In 1915 alone, Broncho Billy Anderson releases more than thirty Broncho Billy westerns. After a while, even Broncho Billy Anderson gets tired of Broncho Billy, so Broncho Billy Anderson departs for New York to become a theater impresario. Unfortunately, Broncho Billy Anderson buys the Longacre Theater. The Longacre Theater is cursed because the man who built it, Harry Frazee, also owns the Boston Red Sox. Harry Frazee is responsible for selling Babe Ruth’s contract to the Yankees, so his theater shares the Curse of the Bambino.
Broncho Billy Anderson gives up, and returns to California to produce motion pictures.
In later years, at the Oceana Apartments, he will be asked about the many people who have helped him along the way. Whenever he can, he gives credit to Broncho Billy Anderson, because Broncho Billy Anderson performs two great favors for him, two acts that change his life forever.
The first is that Broncho Billy Anderson believes in him.

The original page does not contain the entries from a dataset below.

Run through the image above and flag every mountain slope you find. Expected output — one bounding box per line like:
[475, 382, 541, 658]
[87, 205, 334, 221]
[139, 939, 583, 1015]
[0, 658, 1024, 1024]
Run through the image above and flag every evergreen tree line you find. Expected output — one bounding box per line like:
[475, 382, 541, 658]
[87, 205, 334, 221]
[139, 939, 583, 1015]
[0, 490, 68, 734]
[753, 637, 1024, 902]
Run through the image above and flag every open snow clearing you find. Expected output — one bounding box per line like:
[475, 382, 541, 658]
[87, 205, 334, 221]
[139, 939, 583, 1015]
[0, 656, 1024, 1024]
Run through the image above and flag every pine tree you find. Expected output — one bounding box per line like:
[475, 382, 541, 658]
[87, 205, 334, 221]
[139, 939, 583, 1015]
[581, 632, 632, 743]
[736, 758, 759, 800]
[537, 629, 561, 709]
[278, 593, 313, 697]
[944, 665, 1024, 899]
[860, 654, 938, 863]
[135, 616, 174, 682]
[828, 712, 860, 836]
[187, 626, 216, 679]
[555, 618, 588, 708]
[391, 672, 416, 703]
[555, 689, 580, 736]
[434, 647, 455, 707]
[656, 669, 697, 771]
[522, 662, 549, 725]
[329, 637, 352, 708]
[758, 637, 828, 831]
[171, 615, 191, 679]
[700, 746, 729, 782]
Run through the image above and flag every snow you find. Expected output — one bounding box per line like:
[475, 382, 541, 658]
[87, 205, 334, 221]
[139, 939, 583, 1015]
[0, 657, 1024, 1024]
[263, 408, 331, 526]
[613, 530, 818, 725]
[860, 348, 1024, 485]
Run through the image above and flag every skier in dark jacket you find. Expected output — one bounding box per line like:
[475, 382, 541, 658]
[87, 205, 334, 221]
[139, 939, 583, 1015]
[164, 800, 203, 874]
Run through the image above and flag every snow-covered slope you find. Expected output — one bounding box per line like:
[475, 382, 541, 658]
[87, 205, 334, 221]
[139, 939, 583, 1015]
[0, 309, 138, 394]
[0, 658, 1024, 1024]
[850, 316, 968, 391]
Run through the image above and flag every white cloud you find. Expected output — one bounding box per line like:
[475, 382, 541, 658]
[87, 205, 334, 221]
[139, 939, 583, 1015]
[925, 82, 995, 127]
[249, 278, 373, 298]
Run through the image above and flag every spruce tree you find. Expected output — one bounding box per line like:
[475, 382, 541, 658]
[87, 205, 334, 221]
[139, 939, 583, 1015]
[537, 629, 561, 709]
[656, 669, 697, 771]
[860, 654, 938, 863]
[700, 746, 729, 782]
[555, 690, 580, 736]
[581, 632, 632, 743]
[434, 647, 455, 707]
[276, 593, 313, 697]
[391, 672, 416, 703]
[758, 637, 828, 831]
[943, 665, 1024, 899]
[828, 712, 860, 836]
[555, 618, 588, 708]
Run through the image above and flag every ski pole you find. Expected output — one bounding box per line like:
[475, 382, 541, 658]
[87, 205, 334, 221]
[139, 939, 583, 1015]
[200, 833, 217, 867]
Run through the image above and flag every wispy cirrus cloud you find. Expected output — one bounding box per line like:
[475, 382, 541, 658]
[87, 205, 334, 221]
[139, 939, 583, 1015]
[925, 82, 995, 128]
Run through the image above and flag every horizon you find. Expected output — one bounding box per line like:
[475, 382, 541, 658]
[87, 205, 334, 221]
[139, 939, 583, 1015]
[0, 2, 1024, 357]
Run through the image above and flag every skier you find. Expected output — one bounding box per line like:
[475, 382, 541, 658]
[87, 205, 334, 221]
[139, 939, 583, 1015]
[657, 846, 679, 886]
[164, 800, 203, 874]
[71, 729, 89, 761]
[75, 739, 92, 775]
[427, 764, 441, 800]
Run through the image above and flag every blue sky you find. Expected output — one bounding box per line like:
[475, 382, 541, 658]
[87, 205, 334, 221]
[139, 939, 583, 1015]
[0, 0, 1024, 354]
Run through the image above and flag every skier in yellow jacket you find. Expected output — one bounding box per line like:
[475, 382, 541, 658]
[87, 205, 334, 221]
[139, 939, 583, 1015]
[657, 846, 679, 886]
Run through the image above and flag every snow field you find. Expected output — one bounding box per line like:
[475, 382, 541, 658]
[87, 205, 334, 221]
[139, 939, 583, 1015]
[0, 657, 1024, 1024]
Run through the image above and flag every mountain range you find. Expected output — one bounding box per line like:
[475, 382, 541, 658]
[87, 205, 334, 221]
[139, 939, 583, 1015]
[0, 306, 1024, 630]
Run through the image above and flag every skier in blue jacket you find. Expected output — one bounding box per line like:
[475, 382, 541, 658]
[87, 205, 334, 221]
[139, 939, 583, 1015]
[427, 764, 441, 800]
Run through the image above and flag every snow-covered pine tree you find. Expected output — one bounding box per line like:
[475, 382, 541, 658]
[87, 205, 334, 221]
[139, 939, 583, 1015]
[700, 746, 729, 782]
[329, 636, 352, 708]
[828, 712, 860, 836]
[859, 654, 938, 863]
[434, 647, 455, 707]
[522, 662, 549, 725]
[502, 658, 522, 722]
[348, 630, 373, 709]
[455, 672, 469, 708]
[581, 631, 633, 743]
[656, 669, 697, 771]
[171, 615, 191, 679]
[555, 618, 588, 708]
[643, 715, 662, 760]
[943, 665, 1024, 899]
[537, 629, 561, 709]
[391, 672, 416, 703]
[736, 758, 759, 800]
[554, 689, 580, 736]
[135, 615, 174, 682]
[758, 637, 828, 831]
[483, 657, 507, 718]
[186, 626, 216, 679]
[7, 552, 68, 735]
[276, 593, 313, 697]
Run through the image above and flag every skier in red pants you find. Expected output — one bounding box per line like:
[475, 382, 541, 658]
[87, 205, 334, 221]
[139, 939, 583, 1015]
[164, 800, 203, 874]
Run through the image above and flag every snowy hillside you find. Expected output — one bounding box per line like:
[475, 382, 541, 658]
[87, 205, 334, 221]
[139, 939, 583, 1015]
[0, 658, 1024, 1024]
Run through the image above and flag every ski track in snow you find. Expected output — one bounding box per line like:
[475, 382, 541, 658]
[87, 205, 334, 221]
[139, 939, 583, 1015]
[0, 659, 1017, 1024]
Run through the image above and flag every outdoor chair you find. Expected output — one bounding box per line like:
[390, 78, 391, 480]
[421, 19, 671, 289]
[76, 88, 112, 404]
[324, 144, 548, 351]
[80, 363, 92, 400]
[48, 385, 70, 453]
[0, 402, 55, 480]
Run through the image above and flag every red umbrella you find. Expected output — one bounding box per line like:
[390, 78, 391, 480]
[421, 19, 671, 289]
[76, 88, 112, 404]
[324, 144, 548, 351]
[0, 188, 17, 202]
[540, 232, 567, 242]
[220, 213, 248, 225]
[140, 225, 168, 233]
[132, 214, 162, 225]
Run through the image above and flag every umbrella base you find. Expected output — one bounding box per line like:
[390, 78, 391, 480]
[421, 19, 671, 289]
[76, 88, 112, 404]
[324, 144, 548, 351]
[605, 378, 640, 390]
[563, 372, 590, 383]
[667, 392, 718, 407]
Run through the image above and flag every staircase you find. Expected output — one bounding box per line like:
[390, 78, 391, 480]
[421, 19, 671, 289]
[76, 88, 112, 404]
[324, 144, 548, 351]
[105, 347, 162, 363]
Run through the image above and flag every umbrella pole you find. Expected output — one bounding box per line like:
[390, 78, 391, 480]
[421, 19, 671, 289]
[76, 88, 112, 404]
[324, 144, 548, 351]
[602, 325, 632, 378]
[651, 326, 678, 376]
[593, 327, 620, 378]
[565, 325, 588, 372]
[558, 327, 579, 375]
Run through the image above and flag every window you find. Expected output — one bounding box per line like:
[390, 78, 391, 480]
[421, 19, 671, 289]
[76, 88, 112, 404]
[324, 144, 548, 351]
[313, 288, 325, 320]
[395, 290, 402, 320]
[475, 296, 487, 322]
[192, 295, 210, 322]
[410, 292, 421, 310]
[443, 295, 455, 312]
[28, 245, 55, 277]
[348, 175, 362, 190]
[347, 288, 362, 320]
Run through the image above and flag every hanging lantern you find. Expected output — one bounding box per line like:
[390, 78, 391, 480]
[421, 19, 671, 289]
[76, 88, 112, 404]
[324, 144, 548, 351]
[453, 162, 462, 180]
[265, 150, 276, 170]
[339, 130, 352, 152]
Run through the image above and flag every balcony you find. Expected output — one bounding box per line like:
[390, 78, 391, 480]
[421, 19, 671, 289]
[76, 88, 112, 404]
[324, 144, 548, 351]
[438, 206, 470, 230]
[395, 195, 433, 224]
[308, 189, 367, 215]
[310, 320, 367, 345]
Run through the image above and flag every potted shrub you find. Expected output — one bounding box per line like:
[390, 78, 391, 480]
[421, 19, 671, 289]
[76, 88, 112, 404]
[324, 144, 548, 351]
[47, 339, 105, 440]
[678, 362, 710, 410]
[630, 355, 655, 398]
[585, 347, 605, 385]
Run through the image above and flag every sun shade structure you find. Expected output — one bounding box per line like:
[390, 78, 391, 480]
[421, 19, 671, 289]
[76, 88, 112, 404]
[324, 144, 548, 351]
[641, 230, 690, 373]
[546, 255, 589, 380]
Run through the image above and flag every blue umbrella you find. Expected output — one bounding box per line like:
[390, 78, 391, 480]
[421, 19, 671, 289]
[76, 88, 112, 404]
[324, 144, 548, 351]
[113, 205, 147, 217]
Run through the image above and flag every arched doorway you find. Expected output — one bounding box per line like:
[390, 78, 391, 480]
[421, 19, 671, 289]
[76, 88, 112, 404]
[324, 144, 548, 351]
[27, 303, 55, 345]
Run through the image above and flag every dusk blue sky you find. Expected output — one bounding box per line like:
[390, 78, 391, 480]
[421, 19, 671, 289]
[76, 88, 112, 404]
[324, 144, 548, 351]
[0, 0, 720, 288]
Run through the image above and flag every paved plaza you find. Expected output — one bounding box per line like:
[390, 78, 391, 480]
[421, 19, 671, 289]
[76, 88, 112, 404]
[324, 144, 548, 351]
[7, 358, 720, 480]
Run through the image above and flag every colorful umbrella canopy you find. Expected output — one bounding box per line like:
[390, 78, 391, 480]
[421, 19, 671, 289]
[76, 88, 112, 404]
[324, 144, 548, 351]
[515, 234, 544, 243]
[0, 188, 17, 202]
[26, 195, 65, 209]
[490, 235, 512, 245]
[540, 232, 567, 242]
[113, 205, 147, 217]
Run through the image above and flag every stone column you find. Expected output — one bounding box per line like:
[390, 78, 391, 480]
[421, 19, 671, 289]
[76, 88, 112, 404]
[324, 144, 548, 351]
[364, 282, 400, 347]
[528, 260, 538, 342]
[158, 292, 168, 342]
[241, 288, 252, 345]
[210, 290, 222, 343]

The second is that Broncho Billy Anderson introduces him to Babe.
38
At the Oceana Apartments, he lives in a three-room box. A television sits in the corner of the living room, and on it stands his honorary Oscar. He receives it in 1961 for his “creative pioneering in the field of comedy.” Danny Kaye presents the award.
By then, Babe has been dead for four years.
He does not attend the ceremony. He pleads illness, although this is only partly true. He cannot take to the stage without Babe.
On the wall by his desk is a framed photograph of Babe and him together. It is one of his favorites. Along with the Oscar, it is the only indication that he has ever been in show business.